Even the marginal books I read I can appreciate (usually) and I wonder why in the vast ocean of words my voice would make a difference. There are so many amazing stories and writers that all my if’s add to the downward pull of what if my story isn’t compelling enough, what if I can’t come up with the right words to deliver the message?
Writing a blog for me is fear. It’s more than just an Imposter Syndrome thing, but it could be involved. It could include higher anxiety as well. Either way, it’s an ugly monster that washes me in, caught in the under tow, pulled away from the assured safety of the shore line voyeurism of just reading, my safe haven of reading.
Then I recall the advice given to me by a powerful lobbyist when I asked about what they do when they have a politician who is just completely against them. (This was a person who lobbies nationally for developmental disabilities) “I just add what I can. I think of it like a water glass. Some politicians already know about the needs of others and how to help. Their glass is already full, but we still want to give them what we can so they have extra. Others have an empty glass and I try to just add a few drops here or there if they are strongly opposed to it because you never know.
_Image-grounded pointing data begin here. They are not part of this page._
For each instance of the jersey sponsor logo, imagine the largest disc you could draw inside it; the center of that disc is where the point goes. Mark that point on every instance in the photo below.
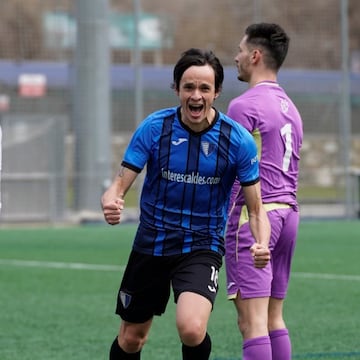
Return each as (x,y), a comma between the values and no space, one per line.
(125,299)
(193,178)
(179,141)
(254,160)
(207,148)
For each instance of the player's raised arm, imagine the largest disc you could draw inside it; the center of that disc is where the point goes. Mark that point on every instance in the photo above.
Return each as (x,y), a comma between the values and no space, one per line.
(112,200)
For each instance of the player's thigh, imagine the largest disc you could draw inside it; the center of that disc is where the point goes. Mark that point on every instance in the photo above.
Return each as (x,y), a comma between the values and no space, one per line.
(145,288)
(242,276)
(284,224)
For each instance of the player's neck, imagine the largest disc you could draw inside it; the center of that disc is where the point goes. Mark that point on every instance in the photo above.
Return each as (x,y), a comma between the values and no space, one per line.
(263,78)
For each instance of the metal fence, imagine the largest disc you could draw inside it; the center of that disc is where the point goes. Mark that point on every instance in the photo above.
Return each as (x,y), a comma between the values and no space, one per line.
(55,157)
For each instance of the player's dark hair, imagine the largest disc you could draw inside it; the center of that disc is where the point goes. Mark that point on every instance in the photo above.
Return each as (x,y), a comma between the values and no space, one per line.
(271,38)
(198,57)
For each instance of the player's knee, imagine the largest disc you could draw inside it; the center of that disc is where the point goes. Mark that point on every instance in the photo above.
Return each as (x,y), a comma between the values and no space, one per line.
(132,342)
(191,332)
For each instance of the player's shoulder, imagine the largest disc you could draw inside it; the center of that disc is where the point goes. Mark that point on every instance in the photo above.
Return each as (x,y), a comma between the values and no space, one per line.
(237,127)
(157,117)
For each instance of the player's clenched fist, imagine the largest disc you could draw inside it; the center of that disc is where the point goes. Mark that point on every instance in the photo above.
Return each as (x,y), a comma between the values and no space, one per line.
(112,210)
(260,254)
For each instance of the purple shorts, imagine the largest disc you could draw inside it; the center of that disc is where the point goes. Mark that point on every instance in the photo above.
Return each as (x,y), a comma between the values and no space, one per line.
(241,274)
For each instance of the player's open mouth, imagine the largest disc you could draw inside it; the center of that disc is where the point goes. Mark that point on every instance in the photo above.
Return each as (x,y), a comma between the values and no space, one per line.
(196,109)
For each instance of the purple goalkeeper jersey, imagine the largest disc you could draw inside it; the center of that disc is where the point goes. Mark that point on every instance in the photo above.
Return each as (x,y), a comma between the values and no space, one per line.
(275,123)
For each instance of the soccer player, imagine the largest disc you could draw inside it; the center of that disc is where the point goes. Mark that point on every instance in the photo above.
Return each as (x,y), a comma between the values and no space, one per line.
(273,120)
(193,153)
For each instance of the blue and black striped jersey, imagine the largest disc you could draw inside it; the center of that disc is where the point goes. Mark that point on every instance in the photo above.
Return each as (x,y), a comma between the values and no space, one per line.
(188,180)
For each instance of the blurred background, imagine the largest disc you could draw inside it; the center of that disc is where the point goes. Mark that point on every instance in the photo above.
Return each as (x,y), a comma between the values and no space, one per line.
(76,77)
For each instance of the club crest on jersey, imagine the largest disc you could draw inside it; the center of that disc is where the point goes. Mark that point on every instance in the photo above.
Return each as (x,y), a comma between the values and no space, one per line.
(125,299)
(207,148)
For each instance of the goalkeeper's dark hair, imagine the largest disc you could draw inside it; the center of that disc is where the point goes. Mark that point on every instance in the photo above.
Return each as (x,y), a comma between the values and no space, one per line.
(272,39)
(198,57)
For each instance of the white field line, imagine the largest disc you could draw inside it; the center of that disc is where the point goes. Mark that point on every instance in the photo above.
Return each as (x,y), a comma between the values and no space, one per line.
(100,267)
(60,265)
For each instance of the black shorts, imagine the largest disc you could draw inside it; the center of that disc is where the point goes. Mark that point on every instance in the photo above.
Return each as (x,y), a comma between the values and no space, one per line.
(145,287)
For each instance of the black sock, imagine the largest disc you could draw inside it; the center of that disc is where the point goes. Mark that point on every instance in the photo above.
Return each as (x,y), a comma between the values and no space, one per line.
(199,352)
(117,353)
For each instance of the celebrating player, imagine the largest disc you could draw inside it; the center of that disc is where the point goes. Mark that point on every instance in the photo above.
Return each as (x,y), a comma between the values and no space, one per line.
(192,153)
(268,113)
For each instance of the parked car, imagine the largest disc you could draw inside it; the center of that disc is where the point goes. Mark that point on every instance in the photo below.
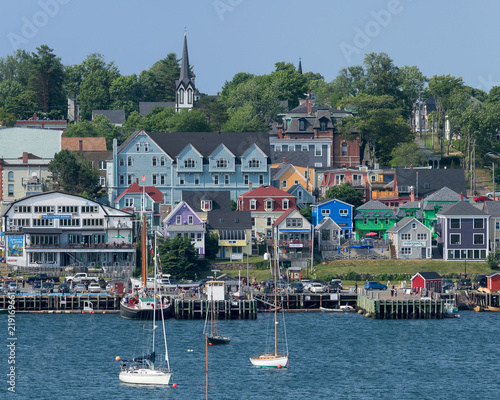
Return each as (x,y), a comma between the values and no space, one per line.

One day they may have a niece or nephew who has an extra chromosome or a close encounter with a learning disability that makes all of my attempts come flooding back and fills his glass quickly, or it just may be that a few drops as often as possible will eventually start filling that glass.”
When I started advocating for gifted and learning disabilities, I focused more on the learning disabilities because I saw more of the short end of the stick on the side that didn’t allow their intelligence to be recognized and appreciated. As I’ve moved on, I see more and more that it’s the same struggle. It’s inappropriate education and a lack of understanding and my voice is more than just my stories.
Now I just need to keep my courage up to write. I’m so much better at presenting than writing. I get caught up in the moment and flow happens. Writing can occasionally be a flow experience for me, but more often than not, is a long hard slog.